Me habría alegrado estar en la X Conferencia de las Farc en el Yarí y, desde luego, en Cartagena en la firma del acuerdo de paz.
Por: Alfredo Molano Bravo - El Espectador.
También en las ceremonias del perdón en Bojayá y La Chinita. Sobra decir que votaré a conciencia plena por el Sí, aunque debo confesar, también, que por allá en no sé dónde, amaga una cierta nostalgia. No es necesario invitar a las izquierdas colombianas a votar por el Sí, aunque una parte de ellas nunca haya estado de acuerdo con la lucha armada. A la otra parte, la que apoyó, aunque fuera de corazón, las causas del alzamiento, tampoco habrá que darle razones para ir a votar por el fin de la guerra.
Con la extrema derecha, que se ha beneficiado política y económicamente con la sangre y el fuego que ha hecho correr por todo el país desde el 9 de abril, no hay nada que hacer. Votará por el No y si llegara a ganar —digo, si llegara a ganar—, empujará el país a un abismo.
Porque, ¿qué propone Uribe más allá de regocijarse en la soberbia del No? ¿Que las Farc y el Eln acepten ir a la cárcel, juzgados por una justicia que él no acepta y que los suyos evaden? Escribo, pues, para la gente que de buena fe cree que sólo si se hace sufrir a otro en la cárcel se paga el sufrimiento que ese otro haya provocado.

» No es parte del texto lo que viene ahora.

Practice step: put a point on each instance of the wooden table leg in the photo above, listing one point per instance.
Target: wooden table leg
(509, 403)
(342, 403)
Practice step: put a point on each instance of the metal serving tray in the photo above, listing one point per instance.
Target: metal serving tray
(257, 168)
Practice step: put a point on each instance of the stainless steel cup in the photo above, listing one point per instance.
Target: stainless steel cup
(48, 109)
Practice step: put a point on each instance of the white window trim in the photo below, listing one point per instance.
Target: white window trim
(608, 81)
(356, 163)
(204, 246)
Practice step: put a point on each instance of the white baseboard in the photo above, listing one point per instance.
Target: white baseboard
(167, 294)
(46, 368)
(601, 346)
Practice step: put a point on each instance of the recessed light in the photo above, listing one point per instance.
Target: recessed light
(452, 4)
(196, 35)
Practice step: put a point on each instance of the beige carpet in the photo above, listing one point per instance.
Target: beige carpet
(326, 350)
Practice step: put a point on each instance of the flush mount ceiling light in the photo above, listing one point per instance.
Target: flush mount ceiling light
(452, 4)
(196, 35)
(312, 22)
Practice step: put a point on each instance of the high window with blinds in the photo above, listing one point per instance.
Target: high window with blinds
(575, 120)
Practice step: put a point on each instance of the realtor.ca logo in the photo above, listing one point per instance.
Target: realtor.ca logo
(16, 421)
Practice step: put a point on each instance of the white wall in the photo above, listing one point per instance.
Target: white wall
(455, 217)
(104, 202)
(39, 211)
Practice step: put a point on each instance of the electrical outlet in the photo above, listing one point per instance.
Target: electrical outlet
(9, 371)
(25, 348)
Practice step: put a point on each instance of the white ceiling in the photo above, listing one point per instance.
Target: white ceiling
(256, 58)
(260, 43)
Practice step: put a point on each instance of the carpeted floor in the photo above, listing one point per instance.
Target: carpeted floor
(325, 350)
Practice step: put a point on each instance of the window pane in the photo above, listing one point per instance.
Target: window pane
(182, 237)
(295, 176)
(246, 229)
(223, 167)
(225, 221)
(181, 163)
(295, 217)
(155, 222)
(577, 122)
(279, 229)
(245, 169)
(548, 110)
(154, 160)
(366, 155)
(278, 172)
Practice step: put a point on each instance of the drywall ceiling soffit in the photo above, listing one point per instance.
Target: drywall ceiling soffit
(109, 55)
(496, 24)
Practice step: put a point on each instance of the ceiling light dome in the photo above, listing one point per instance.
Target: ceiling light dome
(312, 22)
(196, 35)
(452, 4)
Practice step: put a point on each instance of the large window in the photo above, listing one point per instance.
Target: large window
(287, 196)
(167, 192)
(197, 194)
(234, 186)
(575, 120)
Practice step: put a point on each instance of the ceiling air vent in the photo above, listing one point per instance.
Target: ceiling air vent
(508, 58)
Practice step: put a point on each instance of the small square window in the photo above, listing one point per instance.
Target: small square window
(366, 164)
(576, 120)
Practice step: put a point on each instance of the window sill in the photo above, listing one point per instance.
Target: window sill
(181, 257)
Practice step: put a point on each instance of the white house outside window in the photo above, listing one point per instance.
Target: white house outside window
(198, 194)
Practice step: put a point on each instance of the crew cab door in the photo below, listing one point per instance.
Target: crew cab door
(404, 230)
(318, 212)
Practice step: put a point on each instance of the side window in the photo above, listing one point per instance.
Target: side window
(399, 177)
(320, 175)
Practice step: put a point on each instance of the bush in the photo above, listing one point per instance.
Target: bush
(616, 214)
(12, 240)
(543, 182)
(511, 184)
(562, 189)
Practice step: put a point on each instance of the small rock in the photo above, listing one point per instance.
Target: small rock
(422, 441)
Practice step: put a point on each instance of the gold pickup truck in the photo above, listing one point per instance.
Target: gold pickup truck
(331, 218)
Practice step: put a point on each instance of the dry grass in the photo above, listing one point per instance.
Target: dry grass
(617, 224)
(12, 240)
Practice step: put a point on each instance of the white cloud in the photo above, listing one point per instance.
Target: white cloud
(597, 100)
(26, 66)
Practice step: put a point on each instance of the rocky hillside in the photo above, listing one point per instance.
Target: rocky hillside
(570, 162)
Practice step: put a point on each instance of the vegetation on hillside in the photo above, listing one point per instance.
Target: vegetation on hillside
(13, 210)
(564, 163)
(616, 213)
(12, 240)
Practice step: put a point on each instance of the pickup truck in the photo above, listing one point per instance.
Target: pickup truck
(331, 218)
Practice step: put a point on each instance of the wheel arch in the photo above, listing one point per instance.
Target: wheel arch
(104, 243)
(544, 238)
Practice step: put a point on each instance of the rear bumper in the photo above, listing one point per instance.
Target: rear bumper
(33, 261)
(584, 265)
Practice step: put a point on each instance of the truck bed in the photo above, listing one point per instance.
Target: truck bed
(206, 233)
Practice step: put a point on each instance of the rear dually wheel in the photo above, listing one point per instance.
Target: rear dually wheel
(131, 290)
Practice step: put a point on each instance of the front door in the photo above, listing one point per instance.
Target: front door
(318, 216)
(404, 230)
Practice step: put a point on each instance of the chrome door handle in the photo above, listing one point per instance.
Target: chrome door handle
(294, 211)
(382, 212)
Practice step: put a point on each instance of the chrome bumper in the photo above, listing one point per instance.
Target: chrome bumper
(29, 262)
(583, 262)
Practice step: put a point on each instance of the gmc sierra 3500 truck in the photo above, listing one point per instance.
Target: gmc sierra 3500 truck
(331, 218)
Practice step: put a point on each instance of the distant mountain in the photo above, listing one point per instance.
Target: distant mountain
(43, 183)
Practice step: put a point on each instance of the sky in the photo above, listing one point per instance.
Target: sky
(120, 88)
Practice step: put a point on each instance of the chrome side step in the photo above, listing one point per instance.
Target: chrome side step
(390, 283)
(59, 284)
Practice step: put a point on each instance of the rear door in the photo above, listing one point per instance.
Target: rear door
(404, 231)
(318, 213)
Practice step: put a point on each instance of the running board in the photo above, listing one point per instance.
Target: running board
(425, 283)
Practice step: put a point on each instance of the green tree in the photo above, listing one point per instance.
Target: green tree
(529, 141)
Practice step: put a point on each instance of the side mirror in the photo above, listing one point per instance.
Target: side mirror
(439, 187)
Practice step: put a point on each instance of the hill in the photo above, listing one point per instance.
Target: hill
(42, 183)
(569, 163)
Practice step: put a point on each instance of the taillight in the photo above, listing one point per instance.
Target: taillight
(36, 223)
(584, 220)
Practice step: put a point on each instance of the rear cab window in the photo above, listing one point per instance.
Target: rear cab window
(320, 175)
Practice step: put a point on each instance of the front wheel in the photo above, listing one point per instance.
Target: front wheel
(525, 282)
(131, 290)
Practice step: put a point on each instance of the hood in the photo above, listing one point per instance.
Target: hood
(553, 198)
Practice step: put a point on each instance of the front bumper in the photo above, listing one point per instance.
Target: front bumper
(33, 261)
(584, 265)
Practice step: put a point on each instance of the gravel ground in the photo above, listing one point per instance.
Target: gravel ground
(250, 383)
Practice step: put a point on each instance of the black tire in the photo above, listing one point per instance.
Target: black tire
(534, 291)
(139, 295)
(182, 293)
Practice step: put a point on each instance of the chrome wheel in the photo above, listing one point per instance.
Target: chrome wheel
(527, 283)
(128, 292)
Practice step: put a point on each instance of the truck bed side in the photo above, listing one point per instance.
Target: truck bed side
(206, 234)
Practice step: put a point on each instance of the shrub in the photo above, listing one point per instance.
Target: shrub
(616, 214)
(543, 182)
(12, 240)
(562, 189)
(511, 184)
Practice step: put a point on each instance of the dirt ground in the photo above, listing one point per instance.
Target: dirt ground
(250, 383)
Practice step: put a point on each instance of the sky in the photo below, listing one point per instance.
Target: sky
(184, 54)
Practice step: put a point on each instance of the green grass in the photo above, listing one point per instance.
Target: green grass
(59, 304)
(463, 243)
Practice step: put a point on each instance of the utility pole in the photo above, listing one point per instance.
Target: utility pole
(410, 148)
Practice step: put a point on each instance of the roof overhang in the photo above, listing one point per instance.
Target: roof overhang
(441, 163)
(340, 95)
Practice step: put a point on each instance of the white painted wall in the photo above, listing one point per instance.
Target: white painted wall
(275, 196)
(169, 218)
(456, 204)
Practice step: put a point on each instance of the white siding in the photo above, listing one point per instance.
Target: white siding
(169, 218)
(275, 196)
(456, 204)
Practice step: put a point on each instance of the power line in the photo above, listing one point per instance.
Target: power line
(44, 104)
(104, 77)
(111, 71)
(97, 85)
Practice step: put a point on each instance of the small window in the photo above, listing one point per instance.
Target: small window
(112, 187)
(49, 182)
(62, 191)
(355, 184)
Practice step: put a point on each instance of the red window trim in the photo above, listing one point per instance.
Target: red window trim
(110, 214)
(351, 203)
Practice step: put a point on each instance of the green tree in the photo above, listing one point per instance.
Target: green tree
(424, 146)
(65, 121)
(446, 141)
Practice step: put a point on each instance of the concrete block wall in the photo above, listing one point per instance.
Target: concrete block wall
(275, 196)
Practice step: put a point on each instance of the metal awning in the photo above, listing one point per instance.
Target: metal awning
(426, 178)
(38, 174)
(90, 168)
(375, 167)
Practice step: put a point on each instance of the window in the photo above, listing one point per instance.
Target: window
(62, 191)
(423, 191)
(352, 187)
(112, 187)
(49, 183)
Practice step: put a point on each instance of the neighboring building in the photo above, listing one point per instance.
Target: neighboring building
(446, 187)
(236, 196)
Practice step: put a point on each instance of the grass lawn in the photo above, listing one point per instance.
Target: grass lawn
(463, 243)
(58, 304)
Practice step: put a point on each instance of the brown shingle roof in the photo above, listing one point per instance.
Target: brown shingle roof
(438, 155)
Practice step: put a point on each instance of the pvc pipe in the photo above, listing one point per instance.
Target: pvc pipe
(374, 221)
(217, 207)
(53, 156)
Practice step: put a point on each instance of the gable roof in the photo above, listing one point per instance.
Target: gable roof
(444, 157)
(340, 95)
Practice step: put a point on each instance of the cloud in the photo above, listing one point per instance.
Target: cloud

No creo que el dolor de las víctimas se compense o se borre con el sufrimiento de sus victimarios presos en una cárcel. Lógica que, por lo demás, vale para todas las partes, también para los militares y paramilitares. No creo que la venganza cumplida sea un camino para salir de la guerra. Si así fuera, no tendríamos necesidad de un acuerdo de paz porque el conflicto ya habría terminado en la paz de los sepulcros. La venganza ha sido la gasolina del conflicto. Se tiene la torva idea de que la muerte del enemigo permite desahogar la ira, deshacerse del dolor, cuando en realidad lo que hace es alimentar tanto la una como el otro.
Y así, la cadena se prolonga. La guerra civil de los Mil Días finalizó no con la ejecución de Uribe Uribe en Ciénaga cuando entregó armas, sino cuando Reyes lo nombró embajador en Chile.
En cambio, ¿cuánta sangre ha costado vengar los muertos de las Bananeras del año 28, de Gaitán el 9 de abril, de Gachetá en el año 49, de El Líbano en el 52, de Marquetalia en el 64 y de ahí para acá, todas las muertes que se deben cargar en la cuenta del Frente Nacional cuando autorizó al Ejército a repartir armas a los civiles para vengar los muertos causados por la insurgencia?
¿Acaso las masacres que se desataron con la tolerancia del matrimonio entre las furias del interés privado, el narcotráfico y el paramilitarismo desde los años 80 han debilitado al menos un poquito la guerra?
¿Acaso la fórmula de apelar a “todas las formas de lucha”, utilizada tanto por las Farc como por los diferentes gobiernos, ha tenido un resultado distinto a fomentar la muerte y alargar sin término el conflicto?
En vez de un Día D para liquidar la guerra entre el Gobierno y las Farc, lo que la extrema derecha y sus aliados non santos buscan es que ese día vuelva a jugar la bolita hecha de soberbia y plomo. No podemos seguir pensando que un clavo saca otro clavo, que un ojo paga otro ojo, que la sangre baña la sangre.
Punto aparte: Es un gran honor para mí ser editado cada semana por la atinada mano de Jorge Cardona.